Pakistan is a Sunni-majority country, but Kurram district -- in Khyber Pakhtunkhwa province, near the border with Afghanistan -- has a large Shia population and the communities have clashed for decades.
The latest violence began last Thursday when two separate convoys of Shia Muslims travelling under police escort were ambushed, killing at least 43.
Provincial officials brokered a seven-day truce this weekend but it did not hold.
"There are still intermittent reports of gunfire from various areas," a local government official in Kurram district told AFP, asking not to be named.
The death toll of 89 over the past seven days includes two new fatalities from recent fighting, he said.
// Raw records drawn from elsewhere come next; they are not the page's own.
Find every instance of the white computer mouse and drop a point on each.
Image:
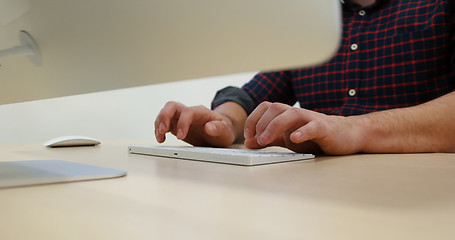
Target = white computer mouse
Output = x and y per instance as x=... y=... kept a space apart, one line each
x=71 y=141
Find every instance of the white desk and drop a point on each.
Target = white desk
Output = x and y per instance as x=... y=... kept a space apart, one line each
x=353 y=197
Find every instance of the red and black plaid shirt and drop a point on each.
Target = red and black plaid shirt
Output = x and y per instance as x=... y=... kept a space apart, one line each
x=396 y=53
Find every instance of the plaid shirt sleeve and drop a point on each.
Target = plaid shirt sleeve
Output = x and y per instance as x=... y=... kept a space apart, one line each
x=395 y=53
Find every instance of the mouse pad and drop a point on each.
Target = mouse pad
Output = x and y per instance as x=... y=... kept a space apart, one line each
x=35 y=172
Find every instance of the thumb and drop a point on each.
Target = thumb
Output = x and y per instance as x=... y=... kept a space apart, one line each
x=309 y=131
x=214 y=128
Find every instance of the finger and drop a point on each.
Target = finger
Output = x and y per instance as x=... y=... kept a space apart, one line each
x=164 y=118
x=312 y=130
x=273 y=123
x=253 y=118
x=184 y=122
x=214 y=128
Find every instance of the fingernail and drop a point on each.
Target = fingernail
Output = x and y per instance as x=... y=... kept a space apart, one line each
x=162 y=128
x=247 y=134
x=264 y=138
x=180 y=134
x=297 y=135
x=211 y=127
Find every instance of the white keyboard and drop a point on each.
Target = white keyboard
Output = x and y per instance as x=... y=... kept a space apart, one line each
x=220 y=155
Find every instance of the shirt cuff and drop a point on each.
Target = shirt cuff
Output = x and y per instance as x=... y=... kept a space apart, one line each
x=234 y=94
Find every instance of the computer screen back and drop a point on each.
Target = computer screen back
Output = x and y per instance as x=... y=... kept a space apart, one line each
x=98 y=45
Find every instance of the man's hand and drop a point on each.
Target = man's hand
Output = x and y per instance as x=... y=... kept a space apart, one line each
x=197 y=125
x=301 y=130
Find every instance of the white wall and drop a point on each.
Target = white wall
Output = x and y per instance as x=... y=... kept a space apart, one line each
x=119 y=114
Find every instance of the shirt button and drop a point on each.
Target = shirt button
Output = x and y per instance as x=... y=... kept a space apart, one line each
x=354 y=46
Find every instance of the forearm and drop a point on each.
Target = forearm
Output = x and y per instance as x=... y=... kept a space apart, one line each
x=237 y=117
x=429 y=127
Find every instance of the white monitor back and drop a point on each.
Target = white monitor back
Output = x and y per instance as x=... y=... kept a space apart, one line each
x=97 y=45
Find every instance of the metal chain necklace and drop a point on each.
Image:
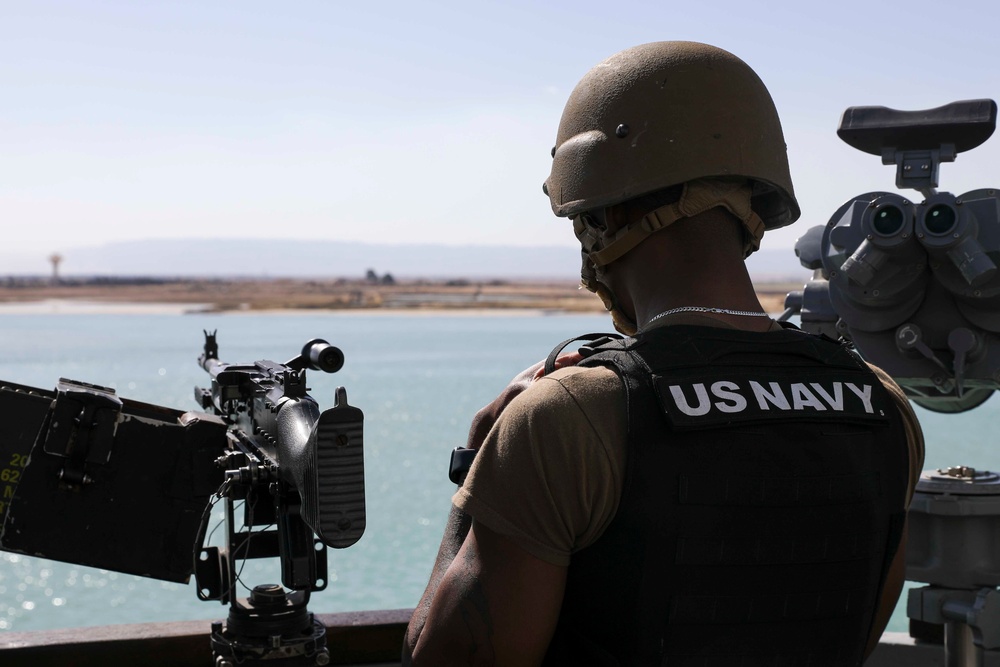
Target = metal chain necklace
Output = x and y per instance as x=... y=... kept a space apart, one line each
x=705 y=309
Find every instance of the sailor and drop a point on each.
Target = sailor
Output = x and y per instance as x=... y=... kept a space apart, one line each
x=712 y=489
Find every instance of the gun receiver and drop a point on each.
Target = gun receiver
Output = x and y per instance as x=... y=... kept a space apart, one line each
x=308 y=464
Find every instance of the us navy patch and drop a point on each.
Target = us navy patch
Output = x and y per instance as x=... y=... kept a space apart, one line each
x=726 y=396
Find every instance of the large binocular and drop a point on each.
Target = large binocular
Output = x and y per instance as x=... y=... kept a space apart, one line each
x=913 y=282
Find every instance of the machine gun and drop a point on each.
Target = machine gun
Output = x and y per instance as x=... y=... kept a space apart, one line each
x=915 y=286
x=98 y=480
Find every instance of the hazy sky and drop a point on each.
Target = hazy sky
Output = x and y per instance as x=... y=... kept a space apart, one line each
x=413 y=121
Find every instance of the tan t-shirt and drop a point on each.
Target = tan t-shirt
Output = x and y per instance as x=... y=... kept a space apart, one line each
x=550 y=473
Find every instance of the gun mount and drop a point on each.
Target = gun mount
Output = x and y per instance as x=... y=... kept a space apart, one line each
x=98 y=480
x=300 y=475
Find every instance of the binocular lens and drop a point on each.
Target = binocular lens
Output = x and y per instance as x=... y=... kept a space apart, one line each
x=888 y=220
x=940 y=219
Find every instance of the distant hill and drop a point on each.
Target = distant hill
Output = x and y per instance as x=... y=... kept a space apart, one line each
x=331 y=259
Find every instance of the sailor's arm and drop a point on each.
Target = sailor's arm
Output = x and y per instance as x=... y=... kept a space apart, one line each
x=893 y=585
x=496 y=604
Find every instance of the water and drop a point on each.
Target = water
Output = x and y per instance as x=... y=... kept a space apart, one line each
x=419 y=380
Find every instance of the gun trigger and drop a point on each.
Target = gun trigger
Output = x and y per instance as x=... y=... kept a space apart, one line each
x=461 y=462
x=962 y=342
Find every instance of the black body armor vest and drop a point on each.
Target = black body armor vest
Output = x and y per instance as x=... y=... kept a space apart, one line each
x=762 y=505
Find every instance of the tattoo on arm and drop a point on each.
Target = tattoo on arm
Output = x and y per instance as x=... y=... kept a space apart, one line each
x=475 y=611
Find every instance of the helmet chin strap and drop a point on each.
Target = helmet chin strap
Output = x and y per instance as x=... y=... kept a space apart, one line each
x=623 y=323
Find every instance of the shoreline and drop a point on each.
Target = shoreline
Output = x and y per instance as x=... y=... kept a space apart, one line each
x=234 y=297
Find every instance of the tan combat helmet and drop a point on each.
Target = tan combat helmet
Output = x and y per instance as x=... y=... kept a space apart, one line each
x=660 y=115
x=666 y=113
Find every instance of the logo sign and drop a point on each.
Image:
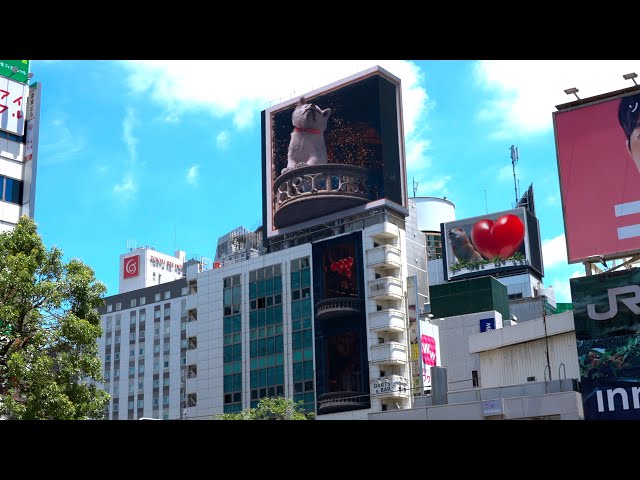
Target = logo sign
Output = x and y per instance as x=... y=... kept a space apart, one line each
x=607 y=304
x=498 y=241
x=13 y=105
x=493 y=407
x=487 y=324
x=607 y=316
x=132 y=266
x=598 y=144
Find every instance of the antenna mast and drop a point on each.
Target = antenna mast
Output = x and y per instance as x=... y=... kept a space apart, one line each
x=514 y=160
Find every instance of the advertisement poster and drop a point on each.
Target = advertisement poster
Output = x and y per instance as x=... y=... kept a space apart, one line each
x=607 y=316
x=493 y=242
x=598 y=152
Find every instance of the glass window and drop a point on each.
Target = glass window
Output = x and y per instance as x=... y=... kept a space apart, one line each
x=13 y=191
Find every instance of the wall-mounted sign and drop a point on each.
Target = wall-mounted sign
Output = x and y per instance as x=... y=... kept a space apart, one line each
x=132 y=266
x=493 y=407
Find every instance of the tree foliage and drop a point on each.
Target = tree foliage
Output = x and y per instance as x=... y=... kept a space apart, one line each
x=275 y=408
x=49 y=326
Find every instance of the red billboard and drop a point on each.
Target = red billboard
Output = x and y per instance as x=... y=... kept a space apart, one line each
x=333 y=152
x=598 y=152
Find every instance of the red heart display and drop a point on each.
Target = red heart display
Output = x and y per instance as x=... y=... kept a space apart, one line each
x=501 y=238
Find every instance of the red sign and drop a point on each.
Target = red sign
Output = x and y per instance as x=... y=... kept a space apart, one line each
x=598 y=154
x=132 y=266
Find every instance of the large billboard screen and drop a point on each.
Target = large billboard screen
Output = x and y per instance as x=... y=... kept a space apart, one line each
x=606 y=313
x=506 y=240
x=336 y=151
x=598 y=152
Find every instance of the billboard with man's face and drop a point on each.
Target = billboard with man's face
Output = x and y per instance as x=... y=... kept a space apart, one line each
x=476 y=246
x=598 y=151
x=333 y=152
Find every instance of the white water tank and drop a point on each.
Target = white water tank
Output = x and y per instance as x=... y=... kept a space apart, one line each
x=432 y=211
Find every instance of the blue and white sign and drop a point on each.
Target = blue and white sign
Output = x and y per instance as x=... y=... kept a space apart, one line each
x=487 y=324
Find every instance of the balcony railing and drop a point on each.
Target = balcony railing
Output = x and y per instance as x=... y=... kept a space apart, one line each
x=386 y=288
x=391 y=386
x=389 y=353
x=342 y=401
x=389 y=320
x=309 y=192
x=384 y=256
x=338 y=307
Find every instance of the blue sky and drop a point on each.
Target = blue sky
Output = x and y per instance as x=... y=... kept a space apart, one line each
x=167 y=153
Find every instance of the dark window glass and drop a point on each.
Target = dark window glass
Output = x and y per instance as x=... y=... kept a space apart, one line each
x=13 y=191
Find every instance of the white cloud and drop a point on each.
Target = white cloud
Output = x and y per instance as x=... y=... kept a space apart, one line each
x=554 y=251
x=229 y=87
x=66 y=144
x=129 y=122
x=192 y=174
x=223 y=139
x=552 y=200
x=525 y=92
x=416 y=158
x=434 y=188
x=126 y=190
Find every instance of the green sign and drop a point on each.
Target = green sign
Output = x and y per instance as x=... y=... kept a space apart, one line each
x=20 y=75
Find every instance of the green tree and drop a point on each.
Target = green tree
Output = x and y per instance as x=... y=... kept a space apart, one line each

Local tribal elders are making renewed negotiations for a truce "and it is expected that the ceasefire will take effect either today or tomorrow," he added.
Police have regularly struggled to control violence in Kurram, which was part of the semi-autonomous Federally Administered Tribal Areas until it was merged with Khyber Pakhtunkhwa in 2018.
Last month at least 16 people, including three women and two children, were killed in a sectarian clash in Kurram.
The Human Rights Commission of Pakistan said 79 people had been killed between July and October in sectarian clashes.